The US regulator is due to deliver a verdict by 20 August on the orally-active HER2 inhibitor as a treatment for patients with heavily pre-treated advanced HER2-positive breast cancer, in combination with Roche’s injected HER2 antibody Herceptin (trastuzumab) and chemotherapeutic drug capecitabine.
This first marketing application is for use of the drug in patients who have already been treated with at least three prior HER2-directed agents separately or in combination, but Seattle intends to gradually move it up the treatment pathway.
One of the key characteristics is that unlike antibody-based HER2 drugs like Herceptin and Roche’s Perjeta (pertuzumab) and Kadcyla (trastuzumab emtansine) it crosses the blood brain barrier, so works in patients whose tumours have spread or metastasised to the central nervous system.
Enhertu has just been approved in the US for advanced HER2-positive breast cancer in patients who have previously been treated with two or more anti-HER2 regimens.
Seattle’s marketing application to the FDA is based on the results of the HER2CLIMB study, which involved patients who had previously been treated with Herceptin, Perjeta and Kadcyla.
The tucatinib arm demonstrated an improvement in overall survival, with a 34% reduction in the risk of death compared to Herceptin and capecitabine alone. Moreover, out of the 47% of patients whose cancer had spread to the brain, Seattle’s drug cut the risk of disease progression or death by 52%.
The clinical profile could help to differentiate tucatinib from AstraZeneca and Daiichi Sankyo’s anti-HER2 antibody-drug conjugate Enhertu (trastuzumab deruxtecan), tipped to become a $4.5 billion blockbuster.
Patients with brain metastases were included in Enhertu’s pivotal trial and seemed to get a benefit, although the number of patients was low.
Speaking on Seattle’s second-quarter results call last week, chief executive Clay Siegall said the HER2CLIMB data – which helped the drug claim a breakthrough designation from the FDA – “positions tucatinib as a best-in-class HER2 inhibitor.”

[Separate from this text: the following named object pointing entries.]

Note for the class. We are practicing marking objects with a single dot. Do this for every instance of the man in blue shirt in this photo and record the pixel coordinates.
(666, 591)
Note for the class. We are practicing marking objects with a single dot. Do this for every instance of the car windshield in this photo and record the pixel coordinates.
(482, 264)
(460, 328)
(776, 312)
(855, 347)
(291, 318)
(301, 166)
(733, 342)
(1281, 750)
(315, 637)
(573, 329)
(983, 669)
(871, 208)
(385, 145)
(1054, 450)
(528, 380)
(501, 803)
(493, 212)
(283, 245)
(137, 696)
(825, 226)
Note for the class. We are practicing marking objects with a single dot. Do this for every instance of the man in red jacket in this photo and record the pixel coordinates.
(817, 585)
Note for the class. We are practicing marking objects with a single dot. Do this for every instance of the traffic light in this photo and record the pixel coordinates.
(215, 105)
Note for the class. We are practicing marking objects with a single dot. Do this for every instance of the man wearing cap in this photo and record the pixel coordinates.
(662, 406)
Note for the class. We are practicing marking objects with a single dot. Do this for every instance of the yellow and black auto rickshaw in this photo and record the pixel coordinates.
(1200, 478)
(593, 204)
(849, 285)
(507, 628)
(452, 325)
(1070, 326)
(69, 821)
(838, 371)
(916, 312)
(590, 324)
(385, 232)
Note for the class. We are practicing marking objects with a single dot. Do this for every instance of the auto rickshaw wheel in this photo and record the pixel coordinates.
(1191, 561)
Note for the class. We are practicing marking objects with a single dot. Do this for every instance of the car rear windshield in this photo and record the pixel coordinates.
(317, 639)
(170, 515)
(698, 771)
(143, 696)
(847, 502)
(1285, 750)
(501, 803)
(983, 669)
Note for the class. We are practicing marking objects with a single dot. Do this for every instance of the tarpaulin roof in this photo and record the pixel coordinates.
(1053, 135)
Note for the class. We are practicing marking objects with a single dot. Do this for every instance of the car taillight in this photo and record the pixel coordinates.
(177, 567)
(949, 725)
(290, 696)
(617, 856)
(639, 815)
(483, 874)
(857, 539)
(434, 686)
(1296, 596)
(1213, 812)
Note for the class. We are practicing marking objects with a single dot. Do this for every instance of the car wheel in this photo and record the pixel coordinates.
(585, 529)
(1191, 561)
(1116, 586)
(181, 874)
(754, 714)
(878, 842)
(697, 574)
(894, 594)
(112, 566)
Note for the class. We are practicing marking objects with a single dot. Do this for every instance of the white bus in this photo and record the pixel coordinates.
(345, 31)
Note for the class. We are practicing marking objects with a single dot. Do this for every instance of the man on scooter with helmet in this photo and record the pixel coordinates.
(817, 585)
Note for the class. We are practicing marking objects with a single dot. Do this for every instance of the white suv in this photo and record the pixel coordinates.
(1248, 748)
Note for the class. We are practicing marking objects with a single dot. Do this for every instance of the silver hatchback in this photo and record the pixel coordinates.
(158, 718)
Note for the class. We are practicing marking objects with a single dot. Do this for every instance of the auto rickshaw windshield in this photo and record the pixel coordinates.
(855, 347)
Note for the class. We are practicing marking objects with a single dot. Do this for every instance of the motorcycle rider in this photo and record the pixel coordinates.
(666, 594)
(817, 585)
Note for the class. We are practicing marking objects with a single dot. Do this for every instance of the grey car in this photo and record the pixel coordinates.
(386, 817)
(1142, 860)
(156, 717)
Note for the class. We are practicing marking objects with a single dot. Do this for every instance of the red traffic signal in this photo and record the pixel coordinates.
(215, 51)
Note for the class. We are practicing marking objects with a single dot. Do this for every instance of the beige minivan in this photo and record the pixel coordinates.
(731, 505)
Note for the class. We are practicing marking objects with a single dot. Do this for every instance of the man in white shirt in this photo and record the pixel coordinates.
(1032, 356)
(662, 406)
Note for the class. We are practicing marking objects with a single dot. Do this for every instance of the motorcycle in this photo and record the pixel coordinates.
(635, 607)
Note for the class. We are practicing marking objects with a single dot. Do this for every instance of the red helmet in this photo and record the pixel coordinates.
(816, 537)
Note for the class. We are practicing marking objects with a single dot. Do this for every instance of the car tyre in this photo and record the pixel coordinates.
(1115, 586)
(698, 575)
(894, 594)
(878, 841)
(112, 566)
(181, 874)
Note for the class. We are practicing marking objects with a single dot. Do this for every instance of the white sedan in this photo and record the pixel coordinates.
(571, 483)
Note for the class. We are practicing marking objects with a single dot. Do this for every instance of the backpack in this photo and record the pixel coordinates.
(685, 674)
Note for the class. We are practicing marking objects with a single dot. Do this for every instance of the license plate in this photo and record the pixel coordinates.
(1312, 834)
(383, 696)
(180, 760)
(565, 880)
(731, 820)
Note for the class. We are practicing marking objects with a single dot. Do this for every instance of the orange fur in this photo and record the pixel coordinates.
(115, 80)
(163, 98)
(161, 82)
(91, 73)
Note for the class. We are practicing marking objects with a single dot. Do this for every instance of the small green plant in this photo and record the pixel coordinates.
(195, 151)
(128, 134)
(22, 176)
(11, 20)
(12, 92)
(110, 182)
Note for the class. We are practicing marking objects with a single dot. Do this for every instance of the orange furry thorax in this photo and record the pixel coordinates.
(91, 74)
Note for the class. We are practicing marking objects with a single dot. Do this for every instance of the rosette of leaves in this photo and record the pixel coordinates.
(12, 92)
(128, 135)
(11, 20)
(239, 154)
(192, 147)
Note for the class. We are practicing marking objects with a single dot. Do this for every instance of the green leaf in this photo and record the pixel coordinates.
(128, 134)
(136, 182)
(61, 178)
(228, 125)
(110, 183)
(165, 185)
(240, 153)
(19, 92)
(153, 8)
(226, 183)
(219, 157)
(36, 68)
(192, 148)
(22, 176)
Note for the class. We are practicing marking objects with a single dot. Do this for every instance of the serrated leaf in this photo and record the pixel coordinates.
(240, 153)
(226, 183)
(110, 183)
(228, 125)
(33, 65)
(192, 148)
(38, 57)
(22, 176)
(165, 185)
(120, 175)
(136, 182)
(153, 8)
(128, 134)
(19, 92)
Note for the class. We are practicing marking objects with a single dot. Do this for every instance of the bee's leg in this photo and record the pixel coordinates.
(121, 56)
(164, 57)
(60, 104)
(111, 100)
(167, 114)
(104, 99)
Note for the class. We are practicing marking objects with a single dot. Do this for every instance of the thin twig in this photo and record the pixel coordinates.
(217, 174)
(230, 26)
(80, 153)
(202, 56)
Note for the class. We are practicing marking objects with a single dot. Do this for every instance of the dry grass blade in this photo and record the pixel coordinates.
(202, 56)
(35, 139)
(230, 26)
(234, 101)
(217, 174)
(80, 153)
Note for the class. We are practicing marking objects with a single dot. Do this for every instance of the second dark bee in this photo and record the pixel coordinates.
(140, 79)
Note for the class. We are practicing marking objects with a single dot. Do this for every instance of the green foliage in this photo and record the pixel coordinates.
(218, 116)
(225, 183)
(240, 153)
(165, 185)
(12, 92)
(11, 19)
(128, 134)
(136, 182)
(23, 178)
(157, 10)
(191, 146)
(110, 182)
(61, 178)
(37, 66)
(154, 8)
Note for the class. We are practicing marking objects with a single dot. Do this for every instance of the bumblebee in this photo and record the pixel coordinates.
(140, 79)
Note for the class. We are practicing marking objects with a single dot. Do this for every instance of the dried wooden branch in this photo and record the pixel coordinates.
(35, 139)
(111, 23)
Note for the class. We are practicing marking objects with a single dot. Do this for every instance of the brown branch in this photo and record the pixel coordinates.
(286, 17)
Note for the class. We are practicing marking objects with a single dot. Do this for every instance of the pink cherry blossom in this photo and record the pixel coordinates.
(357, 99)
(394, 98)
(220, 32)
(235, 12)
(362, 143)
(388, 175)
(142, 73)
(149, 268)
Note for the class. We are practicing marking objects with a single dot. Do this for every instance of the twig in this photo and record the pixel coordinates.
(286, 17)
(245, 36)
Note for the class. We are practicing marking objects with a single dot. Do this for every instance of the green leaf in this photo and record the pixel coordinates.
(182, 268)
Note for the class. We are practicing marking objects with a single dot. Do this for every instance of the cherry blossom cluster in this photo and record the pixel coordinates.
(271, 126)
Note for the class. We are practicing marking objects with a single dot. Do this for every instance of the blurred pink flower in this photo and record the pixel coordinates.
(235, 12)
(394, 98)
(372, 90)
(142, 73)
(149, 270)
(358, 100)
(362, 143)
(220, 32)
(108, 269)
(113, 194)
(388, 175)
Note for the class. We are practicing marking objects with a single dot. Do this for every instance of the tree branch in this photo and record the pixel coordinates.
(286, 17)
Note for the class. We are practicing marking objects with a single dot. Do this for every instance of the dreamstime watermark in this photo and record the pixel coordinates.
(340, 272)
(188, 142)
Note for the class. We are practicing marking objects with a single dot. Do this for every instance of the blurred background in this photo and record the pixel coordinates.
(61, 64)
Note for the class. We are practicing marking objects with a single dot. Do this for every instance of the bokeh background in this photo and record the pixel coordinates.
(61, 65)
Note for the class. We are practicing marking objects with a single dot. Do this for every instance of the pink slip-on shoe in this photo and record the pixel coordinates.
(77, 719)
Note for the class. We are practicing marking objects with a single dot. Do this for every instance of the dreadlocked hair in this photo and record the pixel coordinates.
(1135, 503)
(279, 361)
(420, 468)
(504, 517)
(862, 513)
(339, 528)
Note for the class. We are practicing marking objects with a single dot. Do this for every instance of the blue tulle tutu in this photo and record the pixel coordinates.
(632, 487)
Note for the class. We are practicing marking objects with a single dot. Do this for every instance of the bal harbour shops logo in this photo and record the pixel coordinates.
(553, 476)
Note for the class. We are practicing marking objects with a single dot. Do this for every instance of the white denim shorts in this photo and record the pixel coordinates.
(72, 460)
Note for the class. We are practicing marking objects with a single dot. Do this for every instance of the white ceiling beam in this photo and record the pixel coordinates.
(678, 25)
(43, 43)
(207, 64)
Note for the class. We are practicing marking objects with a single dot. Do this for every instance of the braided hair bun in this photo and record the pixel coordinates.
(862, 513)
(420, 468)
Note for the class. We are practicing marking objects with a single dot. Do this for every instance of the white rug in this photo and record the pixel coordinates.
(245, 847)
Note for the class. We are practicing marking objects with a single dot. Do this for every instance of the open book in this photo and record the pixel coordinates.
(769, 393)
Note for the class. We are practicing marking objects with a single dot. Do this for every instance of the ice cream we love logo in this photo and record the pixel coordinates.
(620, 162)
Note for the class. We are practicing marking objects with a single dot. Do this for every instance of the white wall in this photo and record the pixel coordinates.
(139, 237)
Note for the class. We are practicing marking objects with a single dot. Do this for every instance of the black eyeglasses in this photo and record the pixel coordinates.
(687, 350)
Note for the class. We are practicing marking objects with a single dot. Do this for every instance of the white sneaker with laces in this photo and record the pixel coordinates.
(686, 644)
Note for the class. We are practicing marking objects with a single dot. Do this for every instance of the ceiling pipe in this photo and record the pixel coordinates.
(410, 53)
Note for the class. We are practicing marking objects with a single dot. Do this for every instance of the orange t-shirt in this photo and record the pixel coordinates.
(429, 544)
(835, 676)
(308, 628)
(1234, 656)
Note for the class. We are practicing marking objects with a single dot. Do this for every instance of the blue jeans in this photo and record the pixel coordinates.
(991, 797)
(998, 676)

The company has already filed for approval of tucatinib in Europe as it tries to add a third product to its portfolio.
Its first launch was lymphoma drug Adcetris (brentuximab vedotin) – first launched in 2011 and made $628 million in sales last year – and it has just debuted Padcev (enfortumab vedotin) for bladder cancer in the US.
Seattle has also already started other trials trial that aim to support earlier use of tucatinib in HER2-positive breast cancer.
The phase 3 HER2CLIMB-02 is comparing tucatinib to placebo in combination with Kadcyla in patients who have received prior treatment with a taxane and Herceptin, either in the adjuvant or metastatic setting.
Meanwhile, I-SPY 2 is testing the drug as a pre-surgery or neoadjuvant therapy in combination with standard therapies, and Seattle is also running trials in colorectal and gastric cancer.
Seattle acquired tucatinib from Cascadian Therapeutics in 2018 via a buyout deal valued at $614 million.